Buyurun cenaze namazına. Konyaspor Karagümrük maçını Recep Çınar yazdı
“Konyaspor düşerse şehir düşer!” başlıklı yazımda, Karagümrük maçının önemine dikkat çekmiş ve bu maçın mutlaka kazanılmasının altını çizmiştim…
“Konyaspor’un lige tutunması, yüzde yüz kazanması, en azından daha sonraki haftalara özgüven taşıması anlamında önemli bir maç…
Daha doğrusu minik de olsa nefes alması gereken maç…
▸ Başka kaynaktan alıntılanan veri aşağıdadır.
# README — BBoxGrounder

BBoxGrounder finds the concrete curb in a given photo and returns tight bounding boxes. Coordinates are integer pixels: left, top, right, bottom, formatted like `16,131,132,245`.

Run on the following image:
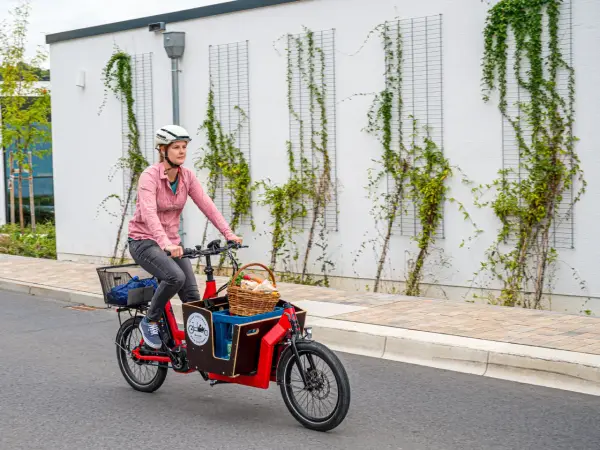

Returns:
309,318,600,396
0,278,600,396
0,278,106,308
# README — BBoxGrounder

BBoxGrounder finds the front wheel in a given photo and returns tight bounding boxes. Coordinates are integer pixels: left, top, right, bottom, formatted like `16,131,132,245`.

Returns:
116,317,168,392
278,341,350,431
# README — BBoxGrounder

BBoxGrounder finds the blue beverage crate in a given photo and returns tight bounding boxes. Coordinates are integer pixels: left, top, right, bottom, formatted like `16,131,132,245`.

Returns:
212,307,283,359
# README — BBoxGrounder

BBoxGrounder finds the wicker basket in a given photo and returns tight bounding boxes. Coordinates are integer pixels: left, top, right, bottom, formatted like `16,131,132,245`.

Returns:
227,263,280,316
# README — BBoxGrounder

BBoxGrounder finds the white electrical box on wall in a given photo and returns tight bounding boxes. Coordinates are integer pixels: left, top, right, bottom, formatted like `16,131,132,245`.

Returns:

Maçı kazanmak için taraftarlar, futbolcularla birlikte bu maçı oynamalılar…
Dolayısıyla da, hakemin bitiş düdüğüne kadar destek şart…
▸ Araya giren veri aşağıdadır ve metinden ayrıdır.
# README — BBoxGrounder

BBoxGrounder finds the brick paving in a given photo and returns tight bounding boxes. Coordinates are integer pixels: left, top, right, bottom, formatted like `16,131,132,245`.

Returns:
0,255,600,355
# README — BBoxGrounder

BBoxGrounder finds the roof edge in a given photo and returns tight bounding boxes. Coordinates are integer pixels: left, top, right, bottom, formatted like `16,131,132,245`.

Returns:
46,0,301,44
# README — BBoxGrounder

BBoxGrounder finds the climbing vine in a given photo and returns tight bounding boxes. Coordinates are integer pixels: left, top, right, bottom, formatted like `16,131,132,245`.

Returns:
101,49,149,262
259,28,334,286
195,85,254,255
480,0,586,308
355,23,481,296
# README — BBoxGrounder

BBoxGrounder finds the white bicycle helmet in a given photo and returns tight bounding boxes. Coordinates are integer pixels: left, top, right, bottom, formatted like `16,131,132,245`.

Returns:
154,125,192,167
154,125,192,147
Skordan bağımsız olarak hem de” diyerek başlamış, sonrasında da “Türkiye Kupasını ve Süper Kupayı müzesinde barındıran, ülkemizi ve şehrimizi Avrupa kupalarında temsil eden 100 yıllık çınarın, yani Konyaspor’un yerinde yeller esmemesi için, el ele vermenin tam da zamanı…
Hesap kitap bilmeyen bir başkanın fahiş transfer harcamalarıyla, bol keseden verdiği primlerle ve lüzumsuz harcamalarla borç batağına saplanan Konyaspor’un bir alt lige gitmemesi için, Karagümrük maçında taraftarların gerekli desteği vermeleri lazım…
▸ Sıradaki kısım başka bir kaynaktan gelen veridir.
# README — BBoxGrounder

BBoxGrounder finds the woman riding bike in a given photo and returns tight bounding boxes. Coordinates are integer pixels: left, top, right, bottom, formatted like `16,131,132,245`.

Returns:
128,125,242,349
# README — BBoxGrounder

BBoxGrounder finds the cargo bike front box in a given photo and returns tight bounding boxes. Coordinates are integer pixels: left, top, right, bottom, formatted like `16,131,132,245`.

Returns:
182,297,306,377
Umarım Konya şehri Konyaspor için harekete geçer” diyerek noktalamıştım yazımı.
x
Yukarıda da belirttiğim gibi, öyle böyle değil, Konyaspor sıkıntılı bir sürece girdi ve kimse de bunun farkında değil…
Farkında olanlar da seslerini duyuramıyorlar…
“Konyaspor’un kaderi, futboldan bir haber, kibirli, egolu, insanlara tepeden bakan birinin iki dudağının arasında olmamalı” diyerek, defalarca şehrin yönetenlerini uyardık…
Uyardık da ne oldu?
Hiçbir şey…
Fıs…
Gelinen nokta ortada…
Bu savaş; bahçedeki ayrık otların, faydalı otlara karşı kazandığı bir savaş…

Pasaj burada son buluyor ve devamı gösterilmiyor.